ST. LOUIS — Matt Adams homered in the 16th inning to lead the Cardinals to a 4-3 win over the Los Angeles Dodgers on Friday night for St. Louis’ season-best fifth straight victory.
It was the second consecutive game that the Cardinals won in their final at-bat. They beat the Padres on Thursday after scoring a run in the ninth inning.
Adams homer came with one out off Bud Norris (5-9), who gave up six runs as a starter in an 8-1 loss at Washington on Wednesday.
Seth Maness (1-2) picked up the win with a scoreless inning of relief for St. Louis, which was playing its longest game of the season.
Jedd Gyorko hit a two-out homer off closer Kenley Jansen in the ninth to tie the game 3-3.
Justin Turner and Howie Kendrick homered for the Dodgers. Los Angeles has lost four of six. The red-hot Turner has seven homers and 17 RBI this month. He hit two homers in a 6-3 win over Washington on Thursday.
Turner blasted his career-high 18th homer of the season off Seung Hwan Oh in the ninth to break a 2-2 tie.

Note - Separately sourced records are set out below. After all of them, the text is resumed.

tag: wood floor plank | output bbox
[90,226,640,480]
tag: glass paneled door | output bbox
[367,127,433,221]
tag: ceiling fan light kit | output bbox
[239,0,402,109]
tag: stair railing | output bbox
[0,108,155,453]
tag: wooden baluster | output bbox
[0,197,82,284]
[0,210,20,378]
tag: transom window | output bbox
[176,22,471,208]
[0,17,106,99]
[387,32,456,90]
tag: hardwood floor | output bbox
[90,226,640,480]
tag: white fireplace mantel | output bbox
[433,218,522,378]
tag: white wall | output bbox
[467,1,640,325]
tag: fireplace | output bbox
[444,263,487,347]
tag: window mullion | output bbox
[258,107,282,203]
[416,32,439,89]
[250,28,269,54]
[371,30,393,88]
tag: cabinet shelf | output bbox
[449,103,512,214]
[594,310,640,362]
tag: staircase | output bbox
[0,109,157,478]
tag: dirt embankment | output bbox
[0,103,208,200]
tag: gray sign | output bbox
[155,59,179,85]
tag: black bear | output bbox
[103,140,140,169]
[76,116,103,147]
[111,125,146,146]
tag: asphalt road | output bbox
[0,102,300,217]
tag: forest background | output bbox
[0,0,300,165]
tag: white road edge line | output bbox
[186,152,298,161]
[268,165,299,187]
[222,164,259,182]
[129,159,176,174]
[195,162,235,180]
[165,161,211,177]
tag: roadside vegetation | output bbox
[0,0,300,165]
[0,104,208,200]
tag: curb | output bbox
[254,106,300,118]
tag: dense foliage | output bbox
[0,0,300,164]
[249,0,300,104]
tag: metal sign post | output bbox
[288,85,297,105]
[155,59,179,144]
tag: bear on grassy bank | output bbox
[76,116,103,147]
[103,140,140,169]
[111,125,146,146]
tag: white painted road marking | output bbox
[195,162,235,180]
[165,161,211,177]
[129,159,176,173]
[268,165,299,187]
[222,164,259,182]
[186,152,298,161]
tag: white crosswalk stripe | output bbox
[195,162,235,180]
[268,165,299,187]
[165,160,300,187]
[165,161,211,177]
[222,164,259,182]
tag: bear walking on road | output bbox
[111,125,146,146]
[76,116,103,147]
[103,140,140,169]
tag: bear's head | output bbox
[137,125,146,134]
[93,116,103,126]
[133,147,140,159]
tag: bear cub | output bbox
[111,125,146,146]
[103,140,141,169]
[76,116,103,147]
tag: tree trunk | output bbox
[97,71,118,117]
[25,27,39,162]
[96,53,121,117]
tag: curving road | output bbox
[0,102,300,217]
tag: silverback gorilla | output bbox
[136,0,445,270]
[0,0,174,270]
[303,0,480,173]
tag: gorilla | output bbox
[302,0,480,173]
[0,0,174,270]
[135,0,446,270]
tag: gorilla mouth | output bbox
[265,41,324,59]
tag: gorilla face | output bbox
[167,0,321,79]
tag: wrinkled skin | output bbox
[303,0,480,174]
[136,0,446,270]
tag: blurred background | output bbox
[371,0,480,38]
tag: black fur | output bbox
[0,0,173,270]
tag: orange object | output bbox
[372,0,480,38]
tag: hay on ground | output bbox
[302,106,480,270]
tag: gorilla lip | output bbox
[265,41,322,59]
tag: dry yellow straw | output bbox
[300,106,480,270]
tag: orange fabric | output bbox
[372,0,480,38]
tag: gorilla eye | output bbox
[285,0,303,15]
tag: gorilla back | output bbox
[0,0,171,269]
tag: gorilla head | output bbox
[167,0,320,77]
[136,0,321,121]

Corey Seager had four hits and drove in the first run of the game. He had hit in seven successive at-bats before flying out in the ninth.
Kendrick’s solo shot in the sixth tied the game 2-2. He has hit in 14 successive games trying Colorado’s Charlie Blackmon for the longest current streak in the majors.
Los Angeles starter Brandon McCarthy allowed one hit and two runs over 6 1-3 innings, the longest of his four starts this season. He left with leg cramps. McCarthy struck out four and walked three.
St. Louis starter Michael Wacha allowed two runs on 10 hits in six innings. He struck out four and walked one.
Dodgers reliever Adam Liberatore recorded his 28th successive scoreless outing by retiring two of four batters in the seventh. He has not allowed a run in 41 of 42 appearances this season.